In a significant boost to the national economy, remittance inflows to Bangladesh have witnessed a dramatic spike in the lead-up to the national elections. According to the latest figures released by the Bangladesh Bank, expatriate income recorded during the first 28 days of January 2026 has soared to $2.94 billion. This represents a staggering 50.6% increase compared to the same period in the previous year, when inflows stood at $1.95 billion.

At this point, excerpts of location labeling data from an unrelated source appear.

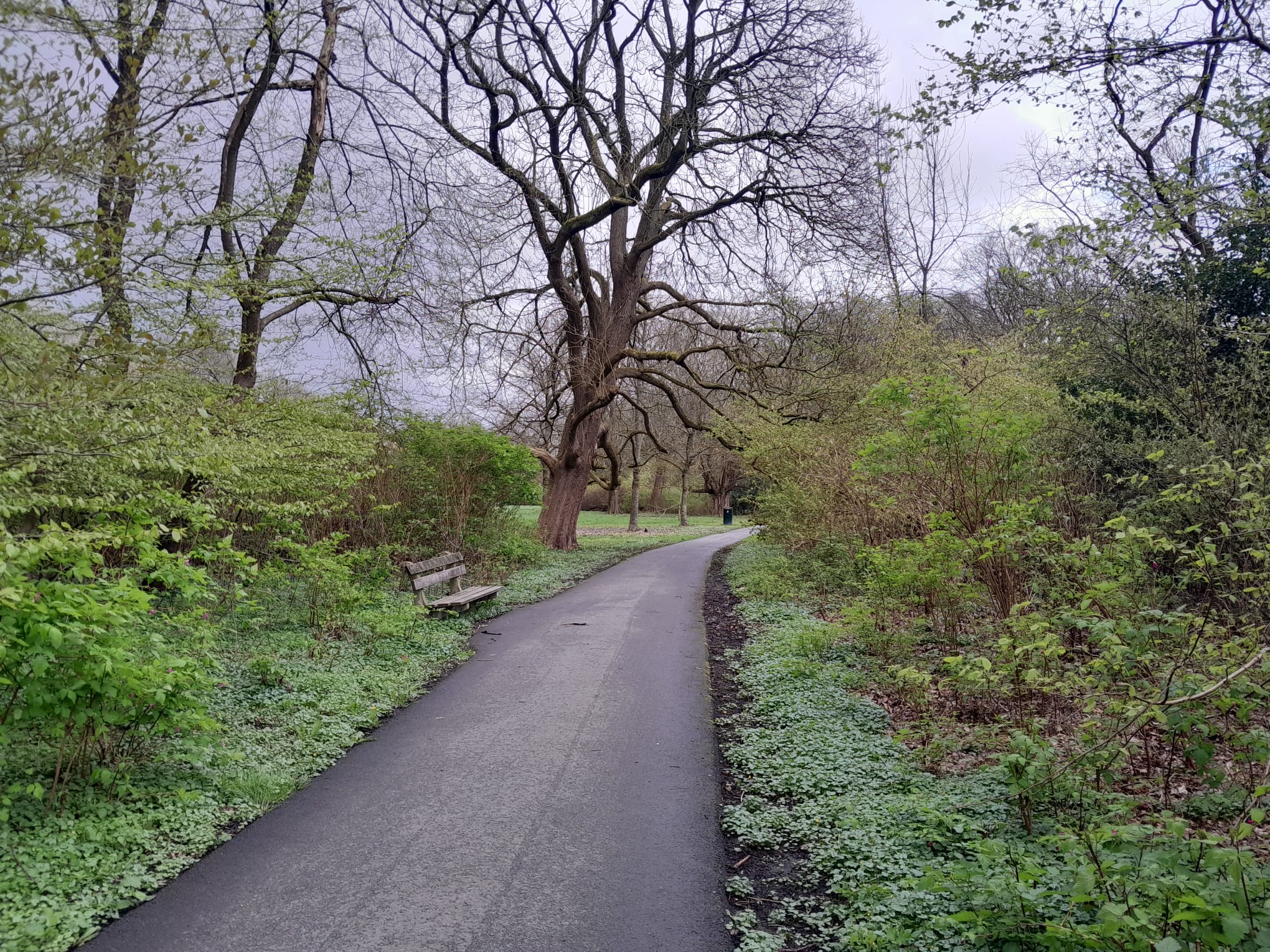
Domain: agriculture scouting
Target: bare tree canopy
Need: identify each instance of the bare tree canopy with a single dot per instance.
(581, 139)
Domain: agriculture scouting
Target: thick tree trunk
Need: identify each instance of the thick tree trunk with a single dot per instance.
(636, 470)
(570, 475)
(654, 500)
(249, 347)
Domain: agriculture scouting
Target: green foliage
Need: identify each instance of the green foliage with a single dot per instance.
(1019, 854)
(460, 480)
(289, 700)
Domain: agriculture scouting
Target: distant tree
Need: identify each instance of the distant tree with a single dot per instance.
(583, 144)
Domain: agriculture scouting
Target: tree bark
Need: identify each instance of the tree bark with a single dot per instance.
(636, 471)
(684, 480)
(654, 500)
(121, 166)
(570, 474)
(256, 284)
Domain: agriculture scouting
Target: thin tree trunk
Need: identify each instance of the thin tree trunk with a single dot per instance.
(121, 167)
(257, 284)
(654, 500)
(684, 480)
(636, 471)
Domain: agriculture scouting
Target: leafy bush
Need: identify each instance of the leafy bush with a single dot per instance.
(460, 479)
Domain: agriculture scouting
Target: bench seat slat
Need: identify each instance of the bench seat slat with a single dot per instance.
(443, 576)
(466, 597)
(427, 565)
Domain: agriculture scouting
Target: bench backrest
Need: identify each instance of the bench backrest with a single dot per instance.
(448, 566)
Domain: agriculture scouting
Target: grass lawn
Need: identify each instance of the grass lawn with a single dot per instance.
(604, 521)
(289, 702)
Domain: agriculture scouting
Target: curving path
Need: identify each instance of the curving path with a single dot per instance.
(558, 792)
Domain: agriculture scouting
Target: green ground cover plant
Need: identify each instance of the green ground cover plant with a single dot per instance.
(283, 702)
(888, 854)
(1037, 694)
(201, 606)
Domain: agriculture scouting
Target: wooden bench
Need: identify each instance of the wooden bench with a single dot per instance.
(448, 566)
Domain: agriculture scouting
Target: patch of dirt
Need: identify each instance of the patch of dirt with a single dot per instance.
(727, 632)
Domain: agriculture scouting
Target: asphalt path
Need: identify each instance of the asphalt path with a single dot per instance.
(557, 792)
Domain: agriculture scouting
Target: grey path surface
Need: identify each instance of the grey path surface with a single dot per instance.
(558, 791)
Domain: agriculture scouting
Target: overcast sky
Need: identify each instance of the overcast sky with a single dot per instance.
(994, 141)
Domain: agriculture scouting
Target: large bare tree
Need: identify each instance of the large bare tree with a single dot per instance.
(585, 142)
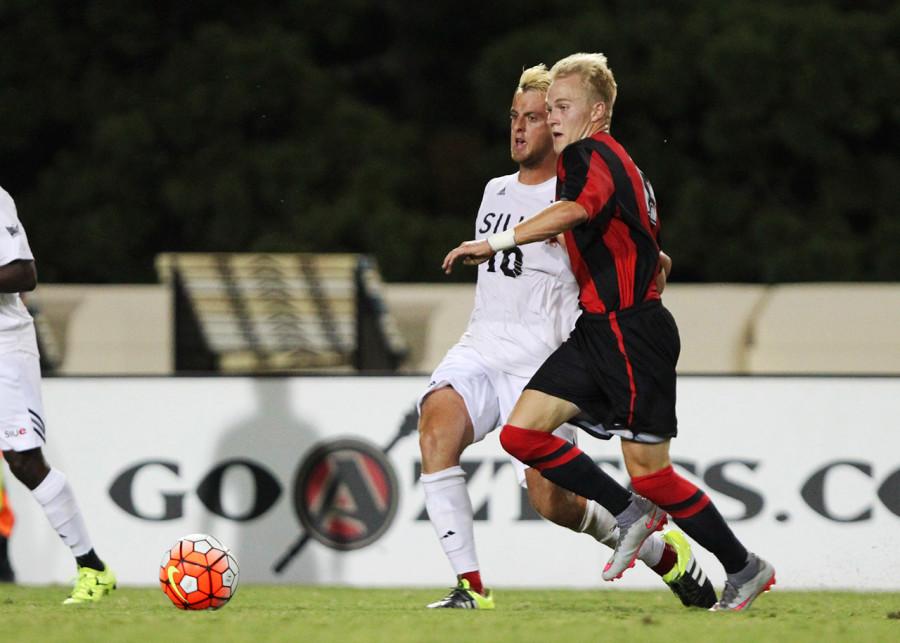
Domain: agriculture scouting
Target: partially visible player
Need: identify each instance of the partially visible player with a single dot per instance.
(619, 363)
(526, 302)
(22, 426)
(6, 522)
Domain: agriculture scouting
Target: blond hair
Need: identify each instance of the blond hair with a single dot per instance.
(596, 76)
(535, 78)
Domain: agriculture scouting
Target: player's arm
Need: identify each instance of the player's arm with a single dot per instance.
(549, 222)
(18, 276)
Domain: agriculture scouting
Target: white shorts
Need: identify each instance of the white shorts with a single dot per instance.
(21, 406)
(489, 394)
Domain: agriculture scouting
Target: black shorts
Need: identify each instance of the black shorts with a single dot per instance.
(620, 370)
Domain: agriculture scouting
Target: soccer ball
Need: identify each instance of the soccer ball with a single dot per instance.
(198, 573)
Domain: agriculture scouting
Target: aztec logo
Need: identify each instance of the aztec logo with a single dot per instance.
(346, 494)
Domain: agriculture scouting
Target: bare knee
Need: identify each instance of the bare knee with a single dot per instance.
(558, 505)
(643, 459)
(29, 467)
(445, 430)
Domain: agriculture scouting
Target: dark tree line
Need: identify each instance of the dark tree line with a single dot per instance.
(769, 129)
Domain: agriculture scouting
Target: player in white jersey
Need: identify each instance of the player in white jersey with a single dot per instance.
(22, 425)
(526, 303)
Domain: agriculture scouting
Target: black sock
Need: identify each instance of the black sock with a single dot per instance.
(90, 560)
(711, 531)
(583, 476)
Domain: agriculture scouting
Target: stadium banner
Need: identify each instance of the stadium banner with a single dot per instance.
(314, 480)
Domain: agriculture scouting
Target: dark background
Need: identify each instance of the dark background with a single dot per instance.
(769, 129)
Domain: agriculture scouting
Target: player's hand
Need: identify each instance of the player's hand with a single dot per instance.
(472, 253)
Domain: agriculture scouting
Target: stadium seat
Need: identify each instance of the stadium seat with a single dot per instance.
(279, 313)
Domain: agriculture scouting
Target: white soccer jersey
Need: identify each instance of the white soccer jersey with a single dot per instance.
(526, 299)
(16, 324)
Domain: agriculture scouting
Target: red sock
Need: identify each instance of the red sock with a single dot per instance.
(474, 579)
(667, 562)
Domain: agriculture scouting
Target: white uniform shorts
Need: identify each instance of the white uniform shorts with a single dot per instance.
(21, 406)
(489, 394)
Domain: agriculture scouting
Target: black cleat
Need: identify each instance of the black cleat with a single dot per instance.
(464, 597)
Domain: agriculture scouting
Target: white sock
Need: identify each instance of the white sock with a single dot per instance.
(600, 524)
(652, 549)
(450, 511)
(55, 496)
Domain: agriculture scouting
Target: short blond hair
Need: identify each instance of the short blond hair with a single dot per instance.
(596, 75)
(535, 78)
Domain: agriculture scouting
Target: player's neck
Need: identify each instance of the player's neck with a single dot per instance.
(539, 173)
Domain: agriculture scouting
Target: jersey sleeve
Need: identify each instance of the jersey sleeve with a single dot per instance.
(586, 179)
(13, 240)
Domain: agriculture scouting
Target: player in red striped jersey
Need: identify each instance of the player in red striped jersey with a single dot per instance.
(526, 303)
(618, 365)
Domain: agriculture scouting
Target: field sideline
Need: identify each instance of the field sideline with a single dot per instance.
(298, 613)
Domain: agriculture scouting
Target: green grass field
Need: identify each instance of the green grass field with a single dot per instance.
(283, 613)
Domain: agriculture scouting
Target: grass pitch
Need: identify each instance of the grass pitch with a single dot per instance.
(291, 613)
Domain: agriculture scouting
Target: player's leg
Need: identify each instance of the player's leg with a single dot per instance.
(459, 407)
(445, 430)
(6, 523)
(21, 408)
(653, 476)
(669, 555)
(557, 460)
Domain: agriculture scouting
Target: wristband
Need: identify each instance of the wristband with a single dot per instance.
(502, 240)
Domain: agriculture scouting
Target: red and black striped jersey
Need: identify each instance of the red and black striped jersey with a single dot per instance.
(615, 253)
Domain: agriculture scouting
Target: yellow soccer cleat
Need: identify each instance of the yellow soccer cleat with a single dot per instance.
(686, 579)
(91, 586)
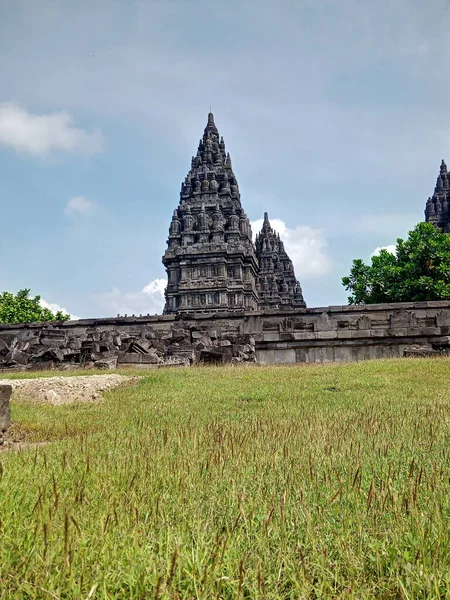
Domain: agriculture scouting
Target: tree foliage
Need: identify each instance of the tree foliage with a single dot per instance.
(419, 270)
(21, 308)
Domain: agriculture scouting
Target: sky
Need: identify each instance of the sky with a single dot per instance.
(334, 113)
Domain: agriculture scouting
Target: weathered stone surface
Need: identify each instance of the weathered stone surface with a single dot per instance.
(312, 335)
(437, 207)
(276, 285)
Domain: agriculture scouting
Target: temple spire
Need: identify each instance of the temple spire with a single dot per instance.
(437, 208)
(276, 266)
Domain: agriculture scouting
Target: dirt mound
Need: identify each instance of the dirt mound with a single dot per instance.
(64, 390)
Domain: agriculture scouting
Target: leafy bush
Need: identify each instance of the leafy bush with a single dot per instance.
(418, 270)
(22, 308)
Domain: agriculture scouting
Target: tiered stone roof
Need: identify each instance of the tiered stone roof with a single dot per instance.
(277, 285)
(211, 261)
(437, 207)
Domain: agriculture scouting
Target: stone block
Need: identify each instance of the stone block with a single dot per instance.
(5, 409)
(345, 334)
(304, 335)
(326, 335)
(431, 331)
(18, 357)
(379, 332)
(361, 333)
(271, 337)
(399, 332)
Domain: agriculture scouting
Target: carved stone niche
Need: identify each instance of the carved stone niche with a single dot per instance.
(403, 318)
(364, 322)
(324, 323)
(443, 318)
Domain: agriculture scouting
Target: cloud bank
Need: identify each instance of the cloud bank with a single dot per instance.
(150, 300)
(79, 206)
(41, 135)
(56, 307)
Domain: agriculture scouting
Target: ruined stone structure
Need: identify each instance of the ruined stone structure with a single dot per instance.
(437, 210)
(277, 285)
(211, 262)
(327, 334)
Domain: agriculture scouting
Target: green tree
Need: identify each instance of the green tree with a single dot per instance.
(21, 308)
(418, 270)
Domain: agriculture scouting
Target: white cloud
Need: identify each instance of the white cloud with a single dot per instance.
(391, 249)
(305, 246)
(79, 206)
(150, 300)
(40, 135)
(56, 307)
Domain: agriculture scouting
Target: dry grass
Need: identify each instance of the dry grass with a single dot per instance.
(275, 482)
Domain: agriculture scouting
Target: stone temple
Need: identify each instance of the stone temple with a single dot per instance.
(437, 210)
(211, 261)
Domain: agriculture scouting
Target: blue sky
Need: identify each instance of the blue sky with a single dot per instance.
(334, 113)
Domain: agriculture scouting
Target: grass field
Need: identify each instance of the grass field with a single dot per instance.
(259, 482)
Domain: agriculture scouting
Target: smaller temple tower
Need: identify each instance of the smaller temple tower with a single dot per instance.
(437, 207)
(277, 285)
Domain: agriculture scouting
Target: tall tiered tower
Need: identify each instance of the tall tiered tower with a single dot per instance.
(277, 285)
(437, 208)
(210, 259)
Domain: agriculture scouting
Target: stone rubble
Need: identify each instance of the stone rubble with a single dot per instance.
(60, 346)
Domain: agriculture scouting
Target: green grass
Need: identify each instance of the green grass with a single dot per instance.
(259, 482)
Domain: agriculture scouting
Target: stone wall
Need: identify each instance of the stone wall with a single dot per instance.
(349, 333)
(334, 333)
(133, 341)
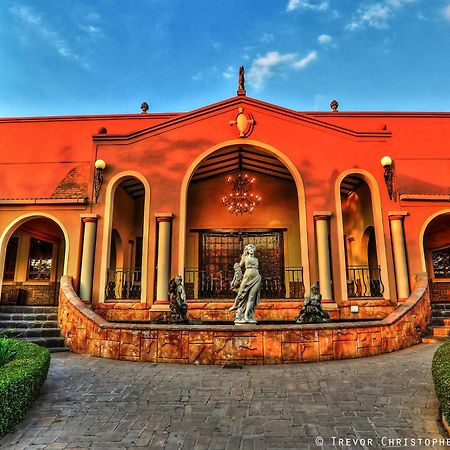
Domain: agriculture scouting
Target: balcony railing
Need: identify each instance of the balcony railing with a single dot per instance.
(364, 281)
(216, 284)
(123, 284)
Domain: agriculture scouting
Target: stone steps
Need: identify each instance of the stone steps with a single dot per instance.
(38, 324)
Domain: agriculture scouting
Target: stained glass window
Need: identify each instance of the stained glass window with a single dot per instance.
(441, 262)
(40, 260)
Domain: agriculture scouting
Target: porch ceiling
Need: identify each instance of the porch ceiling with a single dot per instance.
(227, 161)
(133, 187)
(350, 184)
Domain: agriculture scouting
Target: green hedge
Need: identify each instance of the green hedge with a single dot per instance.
(20, 381)
(440, 369)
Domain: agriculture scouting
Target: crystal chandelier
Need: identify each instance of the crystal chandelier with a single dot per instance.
(241, 198)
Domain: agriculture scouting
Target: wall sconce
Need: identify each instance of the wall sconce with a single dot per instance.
(98, 177)
(387, 163)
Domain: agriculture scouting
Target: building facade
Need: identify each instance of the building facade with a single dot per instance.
(358, 201)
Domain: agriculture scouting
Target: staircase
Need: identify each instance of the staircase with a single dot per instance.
(38, 324)
(439, 330)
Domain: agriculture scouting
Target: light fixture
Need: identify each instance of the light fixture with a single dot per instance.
(241, 199)
(98, 177)
(387, 163)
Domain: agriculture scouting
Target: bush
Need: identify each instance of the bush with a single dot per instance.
(440, 369)
(20, 381)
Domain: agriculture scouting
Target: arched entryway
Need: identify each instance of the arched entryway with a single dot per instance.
(125, 248)
(362, 270)
(216, 233)
(123, 274)
(436, 251)
(34, 255)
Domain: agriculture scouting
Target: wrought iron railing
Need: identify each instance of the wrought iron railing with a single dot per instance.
(123, 284)
(439, 291)
(364, 281)
(217, 284)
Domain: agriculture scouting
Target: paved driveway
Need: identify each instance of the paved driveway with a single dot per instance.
(97, 403)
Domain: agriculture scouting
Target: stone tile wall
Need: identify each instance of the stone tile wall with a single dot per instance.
(87, 332)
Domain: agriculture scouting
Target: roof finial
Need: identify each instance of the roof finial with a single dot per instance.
(334, 105)
(241, 81)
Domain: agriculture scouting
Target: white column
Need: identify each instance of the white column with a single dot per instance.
(88, 256)
(163, 261)
(396, 219)
(321, 220)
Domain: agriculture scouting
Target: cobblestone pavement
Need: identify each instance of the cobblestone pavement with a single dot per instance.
(98, 403)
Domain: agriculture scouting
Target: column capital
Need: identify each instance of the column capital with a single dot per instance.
(322, 215)
(89, 218)
(397, 215)
(164, 217)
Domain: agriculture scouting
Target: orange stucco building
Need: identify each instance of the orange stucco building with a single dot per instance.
(329, 210)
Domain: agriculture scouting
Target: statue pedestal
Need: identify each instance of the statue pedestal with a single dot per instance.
(245, 322)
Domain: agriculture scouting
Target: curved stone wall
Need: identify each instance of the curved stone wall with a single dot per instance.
(87, 332)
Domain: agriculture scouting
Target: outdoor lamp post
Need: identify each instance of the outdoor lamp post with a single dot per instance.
(387, 163)
(98, 177)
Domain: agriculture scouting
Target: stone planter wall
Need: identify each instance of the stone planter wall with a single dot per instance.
(86, 332)
(266, 310)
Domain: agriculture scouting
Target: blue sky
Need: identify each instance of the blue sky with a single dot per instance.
(61, 57)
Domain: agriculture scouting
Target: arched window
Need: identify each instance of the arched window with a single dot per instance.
(34, 261)
(363, 273)
(124, 273)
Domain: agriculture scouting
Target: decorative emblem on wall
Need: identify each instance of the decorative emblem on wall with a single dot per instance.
(244, 123)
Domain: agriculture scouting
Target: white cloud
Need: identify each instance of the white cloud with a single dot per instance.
(229, 73)
(90, 29)
(302, 63)
(267, 37)
(376, 15)
(307, 5)
(446, 12)
(36, 24)
(263, 67)
(324, 39)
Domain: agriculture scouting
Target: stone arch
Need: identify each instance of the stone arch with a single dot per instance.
(111, 188)
(378, 226)
(422, 235)
(16, 223)
(300, 193)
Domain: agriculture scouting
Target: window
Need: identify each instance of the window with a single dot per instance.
(10, 260)
(441, 262)
(40, 260)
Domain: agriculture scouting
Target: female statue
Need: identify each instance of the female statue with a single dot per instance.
(249, 289)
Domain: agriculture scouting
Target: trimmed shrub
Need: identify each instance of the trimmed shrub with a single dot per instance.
(20, 381)
(440, 369)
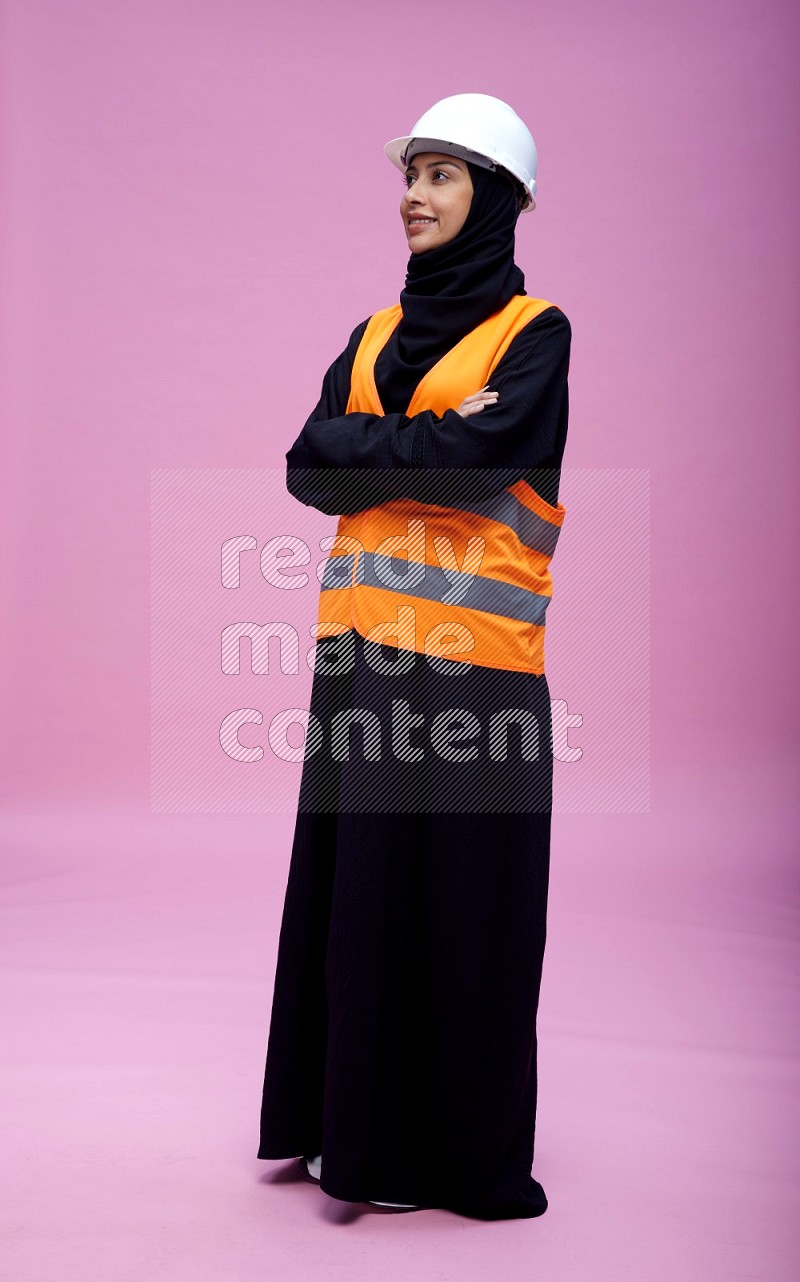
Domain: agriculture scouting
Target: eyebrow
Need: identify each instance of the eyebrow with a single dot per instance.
(435, 164)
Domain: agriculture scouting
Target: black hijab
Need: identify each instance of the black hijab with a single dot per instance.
(451, 289)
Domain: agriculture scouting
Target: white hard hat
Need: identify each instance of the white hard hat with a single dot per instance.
(475, 127)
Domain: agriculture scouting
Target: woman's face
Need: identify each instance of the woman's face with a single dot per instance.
(436, 200)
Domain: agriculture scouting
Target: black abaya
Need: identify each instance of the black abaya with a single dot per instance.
(403, 1036)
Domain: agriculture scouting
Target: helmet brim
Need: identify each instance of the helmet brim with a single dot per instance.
(395, 150)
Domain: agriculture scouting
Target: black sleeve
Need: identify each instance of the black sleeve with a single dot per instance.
(342, 463)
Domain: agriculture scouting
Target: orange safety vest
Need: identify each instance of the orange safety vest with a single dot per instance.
(475, 583)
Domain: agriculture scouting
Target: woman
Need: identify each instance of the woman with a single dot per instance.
(401, 1055)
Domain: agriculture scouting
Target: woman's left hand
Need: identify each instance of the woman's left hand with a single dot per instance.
(475, 404)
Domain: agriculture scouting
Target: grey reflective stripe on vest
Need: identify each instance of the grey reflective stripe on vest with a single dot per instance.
(482, 594)
(532, 530)
(337, 571)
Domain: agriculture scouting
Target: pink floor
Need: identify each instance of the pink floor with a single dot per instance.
(139, 960)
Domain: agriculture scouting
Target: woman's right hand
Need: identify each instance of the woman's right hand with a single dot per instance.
(475, 404)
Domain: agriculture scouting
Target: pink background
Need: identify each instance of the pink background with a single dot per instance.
(196, 212)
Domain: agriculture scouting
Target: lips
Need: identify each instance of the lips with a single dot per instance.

Election Spending Drives Financial Influx
Financial analysts and senior banking officials suggest that while remittances typically peak during religious festivals such as Eid, the current surge is intrinsically linked to the upcoming polls. Industry insiders note that substantial funds are being funnelled into the country to cover the escalating costs of electioneering. In many instances, international fundraising efforts for various candidates are being channelled back to Bangladesh under the guise of formal remittances. This trend is expected to persist until the conclusion of the electoral process.
Fiscal Year Performance and Reserve Stability
The current fiscal year (FY 2025-26) has shown remarkable resilience. From July 2025 to late January 2026, the country received $19.21 billion in total remittances, marking a 22% rise over the $15.73 billion recorded during the equivalent period in the previous fiscal year.
The robust flow of foreign currency has played a pivotal role in stabilising the foreign exchange reserves. After hitting a peak of $48 billion in 2021, reserves faced a sharp decline, bottoming out at approximately $25.58 billion during the political transition in August 2024. However, the tide has turned; reserves have now climbed back to $32.26 billion.
| Period | Remittance Inflow (USD) | Status/Context |
| January 2026 (First 28 days) | $2.94 Billion | Pre-election surge |
| December 2025 | $3.22 Billion | Peak monthly inflow |
| November 2025 | $2.89 Billion | Steady growth |
| July 2025 | $2.48 Billion | Fiscal year start |
| Full Year 2025 | $32.82 Billion | Annual total |
Currency Market Impact
The influx of dollars has successfully mitigated the acute greenback crisis that plagued the banking sector last year. During the height of the scarcity, the US Dollar reached a record high of 128 BDT. With the central bank actively purchasing dollars from commercial banks to bolster reserves, the market has stabilised. Currently, the exchange rate is hovering comfortably between 122 and 123 BDT, providing much-needed relief to importers and easing inflationary pressures.
The central bank remains optimistic that if this momentum continues, the national economy will enter the post-election period on a significantly stronger financial footing.